The sending of the service message did not relieve it of responsibility, for the reason that the address of the plaintiff as given in the dispatch to him was all that was necessary to enable the defendant to find him readily. It is said that B, B. Herron knew that the defendant had not found his brother, and could have given it the required, information, so that his brother would have been found, and a message accepting Cassidy’s offer received, in sufficient time to have effected the sale, but that he negligently withheld the information. If that be conceded to be true, it does not follow that his negligence was that of the plaintiff, for the reason that he appears to have been the agent of Cassidy for the purpose of sending the dispatch.
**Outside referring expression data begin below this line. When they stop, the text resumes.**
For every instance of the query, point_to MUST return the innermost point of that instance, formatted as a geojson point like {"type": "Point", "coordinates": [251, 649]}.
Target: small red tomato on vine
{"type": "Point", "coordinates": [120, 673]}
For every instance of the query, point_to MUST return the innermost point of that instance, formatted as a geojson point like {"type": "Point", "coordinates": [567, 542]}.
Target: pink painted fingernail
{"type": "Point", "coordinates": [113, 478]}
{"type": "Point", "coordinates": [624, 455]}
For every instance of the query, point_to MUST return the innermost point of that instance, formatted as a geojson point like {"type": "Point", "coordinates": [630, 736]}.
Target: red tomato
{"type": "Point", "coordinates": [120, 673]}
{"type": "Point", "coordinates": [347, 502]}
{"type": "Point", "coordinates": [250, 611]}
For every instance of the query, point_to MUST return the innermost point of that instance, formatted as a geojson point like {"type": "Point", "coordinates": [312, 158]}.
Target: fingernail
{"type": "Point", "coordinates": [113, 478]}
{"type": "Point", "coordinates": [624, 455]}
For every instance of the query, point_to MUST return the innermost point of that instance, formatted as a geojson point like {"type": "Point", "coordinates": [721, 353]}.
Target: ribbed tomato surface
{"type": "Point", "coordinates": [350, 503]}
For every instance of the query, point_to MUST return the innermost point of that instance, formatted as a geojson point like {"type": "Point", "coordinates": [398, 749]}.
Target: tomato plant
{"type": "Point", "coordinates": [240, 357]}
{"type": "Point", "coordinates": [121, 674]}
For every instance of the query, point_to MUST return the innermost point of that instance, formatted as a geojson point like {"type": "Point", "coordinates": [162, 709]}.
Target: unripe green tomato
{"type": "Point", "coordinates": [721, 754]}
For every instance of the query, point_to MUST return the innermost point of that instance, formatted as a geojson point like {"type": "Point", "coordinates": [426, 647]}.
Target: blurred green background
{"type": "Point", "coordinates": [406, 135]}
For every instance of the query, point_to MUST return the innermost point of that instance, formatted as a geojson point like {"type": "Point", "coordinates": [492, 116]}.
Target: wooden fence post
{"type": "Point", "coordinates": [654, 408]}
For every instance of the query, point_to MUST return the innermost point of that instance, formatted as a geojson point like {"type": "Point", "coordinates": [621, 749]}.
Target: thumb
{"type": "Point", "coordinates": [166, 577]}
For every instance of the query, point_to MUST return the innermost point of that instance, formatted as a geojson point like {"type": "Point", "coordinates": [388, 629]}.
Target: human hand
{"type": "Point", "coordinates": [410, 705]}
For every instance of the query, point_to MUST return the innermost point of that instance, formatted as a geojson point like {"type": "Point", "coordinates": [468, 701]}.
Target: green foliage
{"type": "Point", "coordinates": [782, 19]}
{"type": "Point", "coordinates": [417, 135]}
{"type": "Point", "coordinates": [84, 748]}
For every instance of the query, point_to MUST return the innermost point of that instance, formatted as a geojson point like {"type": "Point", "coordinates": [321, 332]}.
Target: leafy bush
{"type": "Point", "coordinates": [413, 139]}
II. It is said that if the dispatch was sent by B. B. Herron as the agent of Cassidy, then, so far as it related to plaintiff, the act in sending it was purely voluntary, and conferred upon him no right of action on account of negligence in sending it. The Code provides as follows: “1328. Any person employed in transmitting messages by telegraph, must do so with[134]*134out unreasonable delay, and anyone who willfully fails thus to transmit them, or who intentionally transmits a message erroneously, or makes known the contents of any message sent .or received to any person except, him to whom it is' addressed, or to his agent or attorney, is guilty of a misdemeanor.” “1329. The proprietor of a telegraph is liable for all mistakes in transmitting messages made by any person in his employment, and for all damages resulting from a'failure to perform any other duties required by law.” The defendant violated the provisions of section 1328, in not transmitting the message to plaintiff without unreasonable delay, and thereby became liable, under section 1329, for all damages which resulted from that failure. There were no contractual relations between it and the plaintiff, and some authorities hold that, in such cases, the person injured can not recover; but the rule which seems to prevail most generally in this country is to allow the person to whom a dispatch is sent, even though sent by a person under no obligation to send it, to recover of the telegraph company damages caused by delay in the transmission. Telegraph Co. v. Du Bois, 21 N. E. Rep. (Ill. Sup.), 5; 3 Suth. Dam. 314; 2 Shear, and R. Neg. section 543; Whart. Neg. section 757; Gray, Com. Tel. section 65; Wadsworth v. Telegraph Co. 86 Tenn. 711, 8 S. W. Rep. 574; Telegraph Co. v. Adams, 12 S. W. Rep. (Tex. Sup.) 875.